We can find that all of them will release dict_sys->mutex before dd_mdl_acquire.
And from the comments of the code ( /* Exit sys mutex to access server info */, /* Re-lookup the table after acquiring MDL. */ ), we can see some clue of the author`s thinking about the lock order between MDL(server layer lock) and dict_sys->mutex(storage engine layer lock).

Since the locking order in above examples is always MDL->dict_sys, and this is consistent with how server access a table as I mentioned in previous comment, it looks the locking order in dd_table_open_on_name violates the orders in other functions, which can be obviously and easily observed by reading the code. From the design point of view, this is somehow odd, and in practice, we ran into a deadlock which is caused by this unexpected locking order(please to my comment in Bug #95743). I would really appreciate if this bug can be re-evaluated.
[2 Dec 2019 13:34] MySQL Verification Team
Hi Mr. do,

Lock order could be different, but it is irrelevant, since these are locks on totally different levels and can't, in themselves, cause any deadlock.
[20 Jan 2020 8:57] Marc ALFF
Bug report verified by the LOCK ORDER tool.

There is indeed a problematic dependency, detected as:
  ARC FROM "mutex/innodb/dict_sys_mutex" TO "prlock/sql/MDL_lock::rwlock" OP "W"

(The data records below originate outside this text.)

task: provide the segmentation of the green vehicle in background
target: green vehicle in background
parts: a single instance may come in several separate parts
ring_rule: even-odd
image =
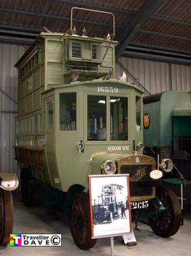
[[[41,33],[16,64],[18,115],[15,156],[25,206],[41,202],[69,218],[81,249],[92,247],[88,174],[127,174],[132,213],[154,232],[174,234],[181,222],[179,202],[162,186],[172,166],[143,154],[143,93],[115,79],[113,34],[106,38]],[[84,10],[84,9],[82,9]],[[89,10],[90,11],[98,11]],[[112,13],[102,12],[111,15]]]

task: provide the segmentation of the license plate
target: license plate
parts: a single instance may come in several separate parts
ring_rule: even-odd
[[[145,209],[148,207],[148,200],[139,202],[131,202],[131,209]]]

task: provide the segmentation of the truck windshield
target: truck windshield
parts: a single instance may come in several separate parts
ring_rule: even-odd
[[[107,127],[110,127],[110,140],[127,140],[127,106],[125,97],[88,95],[87,140],[106,140]],[[110,124],[107,124],[107,108],[110,108]]]

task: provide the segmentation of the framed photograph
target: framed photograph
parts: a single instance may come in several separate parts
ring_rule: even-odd
[[[132,232],[129,174],[89,175],[92,238]]]

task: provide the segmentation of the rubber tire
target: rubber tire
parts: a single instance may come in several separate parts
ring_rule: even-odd
[[[160,216],[155,215],[150,218],[149,224],[157,235],[167,237],[174,235],[179,230],[181,209],[176,195],[170,188],[162,188],[158,196],[167,209],[162,212]],[[166,227],[164,223],[166,224]]]
[[[27,207],[34,206],[33,193],[29,179],[24,175],[21,179],[21,194],[24,204]]]
[[[72,200],[70,229],[75,244],[81,250],[92,248],[97,241],[91,238],[89,205],[88,196],[85,193],[76,194]]]
[[[13,232],[13,206],[10,191],[0,188],[1,194],[1,223],[0,245],[7,245],[10,241],[10,234]]]

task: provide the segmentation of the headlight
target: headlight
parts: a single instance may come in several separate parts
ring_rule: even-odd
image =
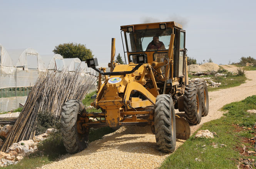
[[[127,31],[128,32],[133,32],[133,26],[128,27],[127,28]]]
[[[99,65],[98,64],[98,60],[97,58],[87,59],[85,62],[87,63],[87,66],[88,68],[96,67]]]
[[[159,24],[160,29],[166,29],[166,23],[160,23]]]

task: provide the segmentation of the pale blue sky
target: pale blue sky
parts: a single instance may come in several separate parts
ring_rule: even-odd
[[[173,21],[186,30],[188,56],[227,64],[256,58],[256,8],[254,0],[0,0],[0,43],[43,55],[60,43],[80,43],[106,66],[112,38],[124,56],[120,26]]]

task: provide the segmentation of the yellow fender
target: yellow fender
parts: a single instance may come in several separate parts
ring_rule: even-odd
[[[133,90],[137,90],[139,91],[144,95],[150,101],[152,104],[155,105],[156,103],[156,98],[148,90],[146,89],[140,83],[135,81],[129,82],[126,87],[126,90],[124,97],[124,104],[127,106],[129,104],[128,101],[130,98],[131,93]]]

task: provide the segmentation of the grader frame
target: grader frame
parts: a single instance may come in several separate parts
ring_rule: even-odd
[[[75,128],[79,139],[84,141],[91,127],[109,126],[117,128],[124,125],[150,126],[155,133],[159,131],[155,131],[155,127],[159,130],[159,128],[167,126],[168,129],[163,132],[169,138],[165,141],[167,143],[164,143],[167,146],[161,145],[164,143],[161,142],[159,136],[157,137],[159,133],[156,133],[157,143],[160,150],[172,152],[176,144],[174,140],[176,138],[186,139],[189,137],[190,129],[187,122],[184,118],[174,115],[174,108],[188,112],[187,120],[188,119],[191,124],[198,124],[201,120],[201,107],[204,103],[204,98],[201,98],[203,97],[202,91],[199,91],[197,86],[188,85],[185,32],[182,29],[181,25],[173,22],[121,26],[129,64],[120,65],[115,61],[114,38],[112,41],[110,72],[106,72],[104,68],[96,67],[97,59],[86,61],[89,67],[99,73],[98,93],[91,106],[100,109],[102,112],[88,113],[80,102]],[[146,49],[145,43],[148,43],[149,40],[154,36],[162,37],[165,45],[169,47],[160,50]],[[102,84],[102,75],[105,81]],[[186,89],[186,86],[188,88]],[[205,88],[202,88],[205,93]],[[187,95],[184,94],[186,90]],[[205,94],[204,97],[206,98]],[[188,101],[194,104],[188,106],[186,104]],[[64,105],[64,109],[65,106],[67,109],[71,106]],[[162,109],[163,106],[165,109]],[[196,113],[191,113],[191,111]],[[64,119],[65,114],[64,111]],[[97,118],[98,120],[93,121],[89,117]],[[68,120],[65,119],[63,121]],[[163,127],[159,128],[160,124],[157,123],[164,124]],[[63,134],[66,129],[62,130]],[[77,140],[79,146],[79,142]],[[84,148],[88,146],[86,145],[81,147]],[[68,146],[65,146],[66,149]],[[69,152],[75,152],[81,149],[73,150]]]

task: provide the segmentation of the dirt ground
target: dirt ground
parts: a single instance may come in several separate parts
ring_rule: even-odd
[[[237,67],[222,66],[229,71]],[[202,117],[199,125],[191,126],[192,133],[204,123],[220,118],[224,105],[256,94],[256,71],[247,71],[249,79],[239,86],[209,93],[209,113]],[[218,134],[218,133],[217,133]],[[184,141],[177,140],[176,149]],[[57,162],[46,165],[43,169],[155,169],[158,168],[170,154],[156,149],[154,135],[149,128],[121,128],[102,139],[91,142],[78,153],[62,156]]]

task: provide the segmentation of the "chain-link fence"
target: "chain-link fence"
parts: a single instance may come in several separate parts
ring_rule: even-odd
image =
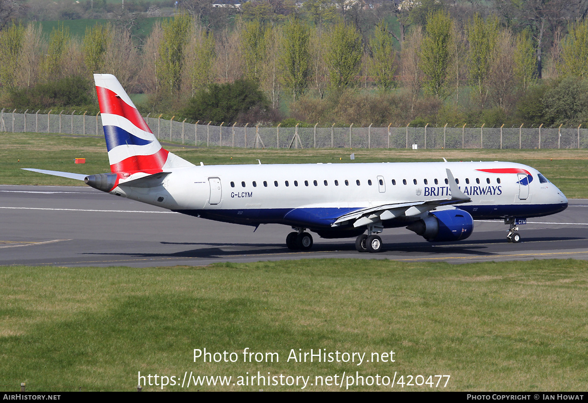
[[[541,149],[588,147],[588,129],[432,126],[319,127],[213,125],[145,116],[162,141],[202,147],[248,148]],[[102,136],[99,113],[87,112],[0,112],[0,132]]]

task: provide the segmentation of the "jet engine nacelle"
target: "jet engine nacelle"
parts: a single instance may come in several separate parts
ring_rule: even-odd
[[[463,210],[443,210],[430,211],[424,219],[406,228],[429,242],[459,241],[472,234],[474,220],[469,213]]]

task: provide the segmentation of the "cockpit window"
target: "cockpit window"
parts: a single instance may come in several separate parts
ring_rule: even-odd
[[[537,176],[539,178],[539,183],[549,183],[549,181],[547,179],[542,175],[540,173],[537,174]]]

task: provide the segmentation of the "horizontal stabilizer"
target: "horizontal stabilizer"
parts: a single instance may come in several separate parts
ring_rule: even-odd
[[[119,186],[129,187],[156,187],[163,183],[163,180],[171,172],[158,172],[126,182],[119,182]]]
[[[88,175],[85,175],[83,173],[72,173],[71,172],[60,172],[59,171],[49,171],[46,169],[35,169],[35,168],[21,168],[21,169],[24,169],[25,171],[32,171],[33,172],[38,172],[39,173],[45,173],[48,175],[53,175],[54,176],[61,176],[64,178],[69,178],[70,179],[75,179],[76,180],[83,180]]]

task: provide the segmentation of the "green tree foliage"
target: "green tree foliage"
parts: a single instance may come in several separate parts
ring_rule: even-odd
[[[514,73],[522,88],[526,89],[537,77],[537,58],[533,39],[529,31],[520,32],[516,38]]]
[[[588,19],[573,26],[562,44],[562,75],[588,76]]]
[[[49,37],[49,46],[43,63],[43,72],[45,79],[54,80],[64,76],[64,64],[65,56],[69,48],[71,35],[69,28],[59,24],[54,28]]]
[[[483,106],[488,95],[486,80],[499,32],[498,19],[493,15],[484,21],[476,14],[473,20],[468,21],[466,29],[470,45],[467,58],[469,81],[476,88]]]
[[[260,19],[246,22],[241,35],[241,51],[248,78],[259,81],[265,58],[265,28]]]
[[[21,24],[12,24],[0,31],[0,88],[15,86],[24,33]]]
[[[308,86],[310,74],[310,31],[308,25],[292,18],[283,28],[280,66],[282,78],[294,96],[302,95]]]
[[[83,62],[91,73],[100,72],[102,69],[110,29],[110,24],[105,26],[96,23],[93,28],[86,28],[82,41]]]
[[[74,76],[11,91],[9,103],[19,109],[48,109],[56,107],[87,106],[93,87],[88,80]],[[89,109],[87,106],[84,109]]]
[[[340,22],[331,30],[328,46],[325,58],[331,86],[339,89],[351,86],[361,67],[361,35],[353,25]]]
[[[239,79],[226,84],[212,83],[198,91],[188,102],[184,115],[194,120],[243,122],[251,110],[266,109],[268,102],[258,83]]]
[[[372,51],[371,73],[376,76],[378,88],[385,90],[392,88],[396,71],[395,52],[388,25],[384,20],[376,26],[369,46]]]
[[[439,11],[429,14],[426,31],[420,45],[420,69],[425,74],[425,88],[430,93],[443,98],[452,63],[453,22],[448,12]]]
[[[159,43],[156,69],[161,89],[169,95],[176,95],[180,90],[184,48],[191,23],[188,14],[181,14],[162,25],[163,36]]]

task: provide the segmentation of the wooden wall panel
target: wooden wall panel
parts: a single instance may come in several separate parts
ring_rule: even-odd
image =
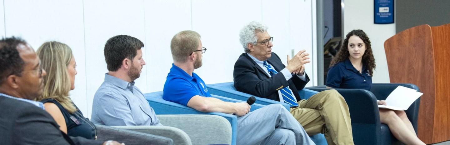
[[[432,143],[450,140],[450,24],[431,27],[434,48],[436,97]]]
[[[421,97],[418,136],[425,143],[432,142],[435,103],[435,66],[431,28],[428,25],[400,32],[384,43],[391,83],[417,85]]]

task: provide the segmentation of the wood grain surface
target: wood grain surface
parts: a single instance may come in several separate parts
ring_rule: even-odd
[[[426,144],[450,140],[450,24],[416,26],[384,43],[391,83],[417,85],[418,136]]]
[[[435,65],[431,27],[416,26],[401,32],[384,42],[391,83],[417,85],[423,93],[420,98],[418,136],[432,142],[435,112]]]

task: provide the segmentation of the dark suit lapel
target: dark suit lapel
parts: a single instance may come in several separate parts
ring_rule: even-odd
[[[260,67],[259,65],[258,65],[258,64],[256,63],[256,62],[255,62],[254,61],[253,61],[253,59],[252,59],[252,58],[251,58],[250,56],[248,56],[248,55],[247,54],[247,53],[246,53],[245,55],[245,58],[247,58],[247,59],[248,59],[248,60],[250,60],[251,62],[253,63],[253,65],[255,65],[255,67],[257,68],[258,69],[259,69],[259,71],[261,72],[261,73],[262,73],[263,74],[265,75],[266,77],[267,77],[267,78],[270,77],[270,76],[269,76],[268,75],[267,75],[267,73],[266,73],[266,71],[265,71],[264,70],[262,69],[262,68],[261,68],[261,67]]]

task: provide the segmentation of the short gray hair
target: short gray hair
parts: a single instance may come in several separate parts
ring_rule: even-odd
[[[201,37],[198,33],[186,30],[176,33],[171,41],[170,48],[173,61],[184,63],[189,54],[197,50]]]
[[[248,53],[250,52],[247,44],[251,43],[256,45],[258,38],[256,36],[256,32],[264,32],[269,28],[264,24],[258,22],[252,21],[244,26],[239,33],[239,41],[244,48],[244,51]]]

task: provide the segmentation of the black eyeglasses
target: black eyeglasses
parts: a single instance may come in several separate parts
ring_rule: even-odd
[[[42,70],[43,69],[43,68],[42,68],[42,65],[40,63],[40,60],[39,60],[39,68],[38,68],[37,69],[31,70],[27,70],[27,71],[23,71],[21,72],[20,73],[22,73],[22,72],[38,72],[39,73],[39,74],[38,74],[38,75],[39,76],[39,78],[40,78],[41,77],[42,77]]]
[[[202,47],[202,48],[203,48],[203,49],[200,50],[197,50],[194,51],[194,52],[193,52],[192,53],[191,53],[190,54],[189,54],[189,56],[192,55],[192,54],[194,54],[194,52],[197,52],[197,51],[202,51],[202,54],[204,54],[205,52],[206,52],[206,48],[205,48],[205,47]]]
[[[257,43],[262,43],[262,44],[264,44],[266,46],[268,46],[269,45],[269,42],[272,42],[273,41],[274,41],[274,37],[270,37],[270,38],[269,38],[269,39],[266,39],[264,41],[262,41],[262,42],[257,42]]]

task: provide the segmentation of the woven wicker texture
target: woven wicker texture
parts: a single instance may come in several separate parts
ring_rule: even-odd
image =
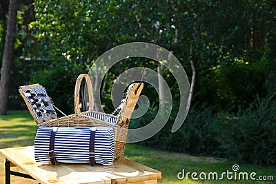
[[[86,79],[88,85],[89,110],[86,112],[81,112],[79,105],[79,90],[83,78]],[[81,74],[77,79],[75,88],[75,114],[56,119],[46,121],[38,124],[38,126],[112,127],[115,132],[115,143],[114,159],[115,159],[124,153],[129,121],[143,87],[144,84],[142,83],[131,84],[128,89],[128,93],[126,96],[126,101],[124,107],[117,116],[113,116],[94,111],[94,101],[91,81],[88,74]],[[88,113],[97,113],[105,116],[112,116],[118,119],[117,123],[115,124],[86,116],[86,114]]]

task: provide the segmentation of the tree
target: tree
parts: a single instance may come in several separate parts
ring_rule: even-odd
[[[21,1],[10,0],[7,32],[5,38],[5,46],[3,53],[0,79],[0,114],[2,115],[6,115],[7,114],[8,90],[10,81],[10,70],[13,59],[17,16],[20,3]]]

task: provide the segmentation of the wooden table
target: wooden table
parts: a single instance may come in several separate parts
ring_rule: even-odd
[[[37,163],[34,147],[6,148],[0,150],[5,156],[6,182],[10,183],[10,174],[37,180],[40,183],[157,183],[160,172],[123,157],[110,166],[88,164]],[[11,171],[17,166],[28,174]]]

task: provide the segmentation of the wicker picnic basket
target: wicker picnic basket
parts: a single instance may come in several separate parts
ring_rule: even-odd
[[[88,96],[89,109],[86,112],[81,112],[79,105],[79,91],[83,79],[86,79]],[[39,85],[27,85],[21,87],[19,92],[22,94],[27,106],[39,127],[108,127],[114,130],[115,134],[115,155],[114,159],[118,158],[124,153],[128,128],[132,112],[141,92],[143,89],[143,83],[135,83],[131,84],[126,95],[122,100],[121,110],[116,116],[94,111],[94,99],[92,84],[89,76],[81,74],[77,79],[75,88],[75,114],[68,116],[57,118],[56,114],[52,116],[37,119],[33,112],[31,105],[28,105],[28,99],[23,95],[23,90],[29,88],[42,88]],[[24,98],[25,97],[25,98]],[[100,117],[100,119],[99,119]]]

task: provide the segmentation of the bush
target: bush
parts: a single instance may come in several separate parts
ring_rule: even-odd
[[[217,117],[215,154],[259,165],[276,163],[276,100],[257,98],[245,111]]]
[[[191,108],[185,123],[175,133],[170,121],[156,135],[141,144],[193,155],[222,157],[241,163],[258,165],[276,163],[276,99],[275,95],[257,98],[246,110],[237,113],[222,111],[214,114],[204,105]],[[150,111],[152,110],[152,112]],[[133,120],[132,127],[144,126],[153,119],[152,109],[148,117]],[[134,124],[134,125],[133,125]]]

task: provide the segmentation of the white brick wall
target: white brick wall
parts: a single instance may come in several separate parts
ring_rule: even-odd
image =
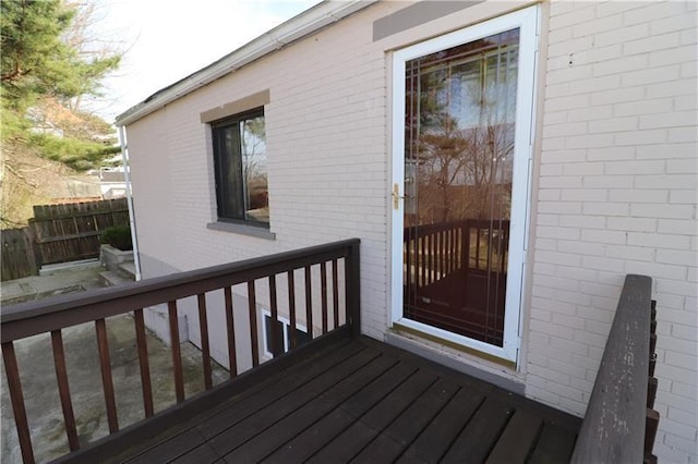
[[[529,396],[583,414],[623,278],[651,276],[662,416],[655,453],[683,463],[698,462],[696,5],[549,5],[528,332],[513,374]],[[383,337],[390,52],[517,5],[480,3],[373,42],[372,22],[399,8],[371,7],[128,127],[140,246],[153,258],[146,277],[358,236],[362,330]],[[215,195],[198,114],[267,88],[276,240],[207,230]]]
[[[623,276],[652,277],[655,453],[685,463],[698,461],[695,7],[551,4],[527,365],[529,395],[583,413]]]

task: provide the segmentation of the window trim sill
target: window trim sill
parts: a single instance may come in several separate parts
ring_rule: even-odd
[[[257,239],[276,240],[276,234],[266,228],[255,225],[236,224],[232,222],[208,222],[206,229],[219,232],[231,232],[241,235],[255,236]]]

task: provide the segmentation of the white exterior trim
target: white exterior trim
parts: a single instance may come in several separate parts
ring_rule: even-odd
[[[525,266],[526,224],[530,195],[529,160],[531,159],[531,131],[533,127],[533,91],[539,8],[506,14],[483,23],[446,34],[431,40],[398,50],[393,59],[393,185],[404,199],[405,179],[405,63],[418,57],[444,50],[456,45],[520,28],[519,75],[516,94],[516,132],[514,180],[509,232],[509,267],[507,272],[506,313],[504,318],[504,346],[498,347],[446,330],[402,318],[402,228],[405,202],[393,208],[390,322],[398,322],[450,342],[483,353],[517,362],[519,350],[519,317]]]

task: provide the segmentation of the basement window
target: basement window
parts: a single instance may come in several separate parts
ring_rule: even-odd
[[[264,354],[267,357],[274,357],[273,356],[273,335],[272,335],[272,326],[274,323],[277,325],[278,327],[278,343],[279,346],[281,347],[281,350],[284,350],[284,353],[286,353],[287,351],[289,351],[291,349],[291,325],[289,323],[288,320],[286,320],[284,317],[278,318],[278,320],[272,320],[272,315],[269,313],[267,313],[266,310],[264,310],[262,313],[262,316],[264,318],[264,331],[263,331],[263,337],[264,337]],[[302,346],[305,343],[310,342],[312,340],[312,337],[310,334],[308,334],[308,329],[305,327],[302,327],[300,325],[296,326],[296,343],[297,346]]]
[[[218,220],[269,228],[264,108],[210,123]]]

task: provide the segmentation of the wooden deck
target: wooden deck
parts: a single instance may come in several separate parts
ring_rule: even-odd
[[[228,388],[238,380],[248,387],[196,415],[170,418],[165,430],[146,422],[112,436],[106,447],[65,457],[128,463],[569,461],[580,427],[576,417],[364,337],[335,337],[322,350],[303,351],[312,354],[297,356],[282,369],[270,366],[264,379],[254,373],[254,379],[229,382]],[[115,450],[122,452],[115,455]]]

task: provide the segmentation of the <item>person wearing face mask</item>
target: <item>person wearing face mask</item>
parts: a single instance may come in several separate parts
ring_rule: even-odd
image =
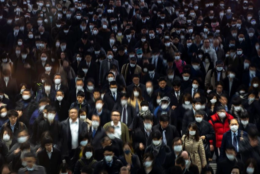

This report can not be closed as "not a bug" by claiming that locks are independent and taken in independent layers, because this is precisely what the report is about: there is a dependency from the innodb layer back to the sql layer, that breaks the general flow of sql -> innodb.
[9 Mar 2020 17:07] Daniel Price
Posted by developer:
 
Fixed as of the upcoming 8.0.20 release, and here's the proposed changelog entry from the documentation team:

A data dictionary table open function was implemented with incorrect lock
ordering.
[10 Mar 2020 13:01] MySQL Verification Team
Thank you, Daniel.